How can I write to delta from protobuf encoded events?

45 Views Asked by At

I have an Azure Event Hub - which offers a Kafka compliant interface - with protobuf encoded events on. I’d like to find an efficient way to continuously react to those events and write them to delta.

I can use databricks for this but it’s too costly for such a simple operation - I don’t need big data tooling.

I’ve also looked at Azure’s Stream Analytics but it has a relatively high cost still for such a simple operation.

I found this “highly efficient daemon” called Kafka Delta Ingest which would be perfect but only works with avro or json.

How can I write to delta without using costly big data tooling?

1

There are 1 best solutions below

2
bazza On

If you're receiving Protobuf encoded messages (events), you have the option of re-encoding them as JSON which you would then be able to pass on to Delta.
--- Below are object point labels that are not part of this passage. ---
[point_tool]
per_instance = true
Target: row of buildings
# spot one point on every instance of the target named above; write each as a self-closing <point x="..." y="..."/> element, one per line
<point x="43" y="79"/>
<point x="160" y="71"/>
The pattern would be:

  1. pull an event off azure event hub
  2. decode it using google protocol buffer parse method
  3. format / re-serialise the resultant object as JSON to a local string variable.
  4. push the string variable into Kafka-delta-ingest

The way in which you format the object as JSON might vary by language. It was certainly added to the C++ generated code as far back as version 3.11.2. Java has com.google.protobuf.util.JsonFormat. C# gets JsonFormatter, JsonParser, Go gets protojson.

I don't know if the JSON format is stable / standardised, i.e. will the JSON output by the C# JSON formater comply with the C++ JSON parser. I would hope that it is, but you may want to check. I'm slightly wary because of the use of terms like "format" instead of "serialise", as if it's intended for pretty output rather than a formal contract between sender and receiver.